Starwort family (Callitrichaceae)
Description: This annual plant consists of sprawling stems with pairs of opposite leaves. The stems are up to 5 cm. (2") long; they are whitish green and occasionally branch. The opposite leaves are 3-4 mm. long and about half as much across; they are medium green, ovate-oblong or obovate-oblong, and smooth along their margins. Each leaf tapers to a short petiole. There are separate male and female flowers on each plant (monoecious) at the axils of the leaves. These flowers are very small (less than 1/8" across) and greenish. Each male flower produces a single stamen, while each female flowers produces a single pistil with a pair of styles. These flowers have neither petals nor sepals. The blooming period occurs from late spring to mid-summer and lasts 1-2 months. The fruit of each female flower is 4-celled; it has a double-ovoid shape (similar to the fruit of a Galium sp.) and a short peduncle. Each cell of the fruit contains a single nutlet. This plant reproduces primarily by reseeding itself; it can reproduce vegetatively by forming rootlets at the axils of the leaves.

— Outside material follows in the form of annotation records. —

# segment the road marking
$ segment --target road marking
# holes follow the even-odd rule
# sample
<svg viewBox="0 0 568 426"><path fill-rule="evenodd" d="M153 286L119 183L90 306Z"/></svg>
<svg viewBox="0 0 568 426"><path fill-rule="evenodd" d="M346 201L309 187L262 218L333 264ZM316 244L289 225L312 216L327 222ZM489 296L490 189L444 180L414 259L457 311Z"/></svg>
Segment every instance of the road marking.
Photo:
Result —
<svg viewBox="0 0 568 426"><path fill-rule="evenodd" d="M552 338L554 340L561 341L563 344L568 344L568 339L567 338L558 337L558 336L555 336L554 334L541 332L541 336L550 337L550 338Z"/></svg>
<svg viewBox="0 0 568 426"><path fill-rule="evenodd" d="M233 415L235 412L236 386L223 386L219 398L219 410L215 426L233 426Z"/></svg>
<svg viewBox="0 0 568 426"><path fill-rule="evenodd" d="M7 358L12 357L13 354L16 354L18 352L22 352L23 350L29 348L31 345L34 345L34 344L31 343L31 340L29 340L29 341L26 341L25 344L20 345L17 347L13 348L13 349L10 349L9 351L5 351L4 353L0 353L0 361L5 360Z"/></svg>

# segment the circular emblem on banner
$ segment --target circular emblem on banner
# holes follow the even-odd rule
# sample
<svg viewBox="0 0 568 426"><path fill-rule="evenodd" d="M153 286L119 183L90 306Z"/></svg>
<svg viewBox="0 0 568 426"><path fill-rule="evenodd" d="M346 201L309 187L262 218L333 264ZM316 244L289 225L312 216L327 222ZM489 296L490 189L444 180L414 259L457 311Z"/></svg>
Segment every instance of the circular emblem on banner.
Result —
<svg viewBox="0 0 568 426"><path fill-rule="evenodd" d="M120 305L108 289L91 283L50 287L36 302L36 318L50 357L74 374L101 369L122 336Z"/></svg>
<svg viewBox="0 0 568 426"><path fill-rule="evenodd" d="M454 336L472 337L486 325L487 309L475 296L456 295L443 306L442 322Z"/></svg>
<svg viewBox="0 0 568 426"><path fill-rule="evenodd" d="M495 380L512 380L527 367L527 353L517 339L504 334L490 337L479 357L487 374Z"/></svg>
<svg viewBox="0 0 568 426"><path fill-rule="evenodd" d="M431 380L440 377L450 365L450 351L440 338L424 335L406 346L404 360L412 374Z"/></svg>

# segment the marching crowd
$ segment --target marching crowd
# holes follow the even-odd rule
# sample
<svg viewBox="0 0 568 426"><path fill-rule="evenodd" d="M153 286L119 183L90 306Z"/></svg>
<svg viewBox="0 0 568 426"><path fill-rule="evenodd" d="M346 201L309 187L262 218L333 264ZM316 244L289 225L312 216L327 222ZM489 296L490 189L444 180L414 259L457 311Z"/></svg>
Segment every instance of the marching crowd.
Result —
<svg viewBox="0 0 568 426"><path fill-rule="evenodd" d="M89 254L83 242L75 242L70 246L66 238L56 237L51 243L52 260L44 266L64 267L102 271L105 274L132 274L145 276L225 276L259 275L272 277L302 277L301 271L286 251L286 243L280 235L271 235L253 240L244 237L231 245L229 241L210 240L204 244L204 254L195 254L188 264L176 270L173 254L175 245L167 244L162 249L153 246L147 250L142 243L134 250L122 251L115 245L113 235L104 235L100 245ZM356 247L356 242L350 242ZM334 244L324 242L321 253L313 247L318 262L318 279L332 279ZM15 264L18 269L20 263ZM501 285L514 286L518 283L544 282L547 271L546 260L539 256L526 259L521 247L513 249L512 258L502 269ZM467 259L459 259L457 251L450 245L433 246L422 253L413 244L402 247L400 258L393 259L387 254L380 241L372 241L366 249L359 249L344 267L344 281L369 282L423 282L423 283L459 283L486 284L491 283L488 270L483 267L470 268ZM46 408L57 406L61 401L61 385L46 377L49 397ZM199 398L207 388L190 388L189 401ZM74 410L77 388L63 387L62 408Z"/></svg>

Cultivation: The preference is light shade to dappled sunlight, moist to dry-mesic conditions, and barren soil that is devoid of competing ground vegetation. This plant is often found on compacted soil containing clay, glacial till, or rocky material.
Range & Habitat: The native Terrestrial Starwort occurs occasionally in the southern half of Illinois; it is largely absent in the northern half of the state (see Distribution Map). Habitats include barren areas of hilly upland woodlands (particularly those that are dominated by oaks), edges of bluffs, footpaths in wooded areas, shaded gravelly seeps, and rocky riverbanks.
Faunal Associations: Information about floral-faunal relationships for this species is unavailable.
Photographic Location: Along a bluff in Vermilion County, Illinois.
Comments: This is probably the smallest terrestrial flowering plant in Illinois (Lemma minor, or Lesser Pondweed, is even smaller, but it floats on water). To see the flowers and fruits near the axils of the leaves, a 10x hand lens is required. Terrestrial Starwort resembles a low-growing moss, but it is more leafy in appearance. Other species in this genus are submerged or emergent aquatic plants; these Callitriche spp. are referred to as Water Starworts, and they are small in size as well. The submerged leaves of these latter species are linear in shape, but their emergent leaves resemble those of Terrestrial Starwort. While the fruits of Terrestrial Starwort have short peduncles, the fruits of Water Starworts are sessile, or nearly so.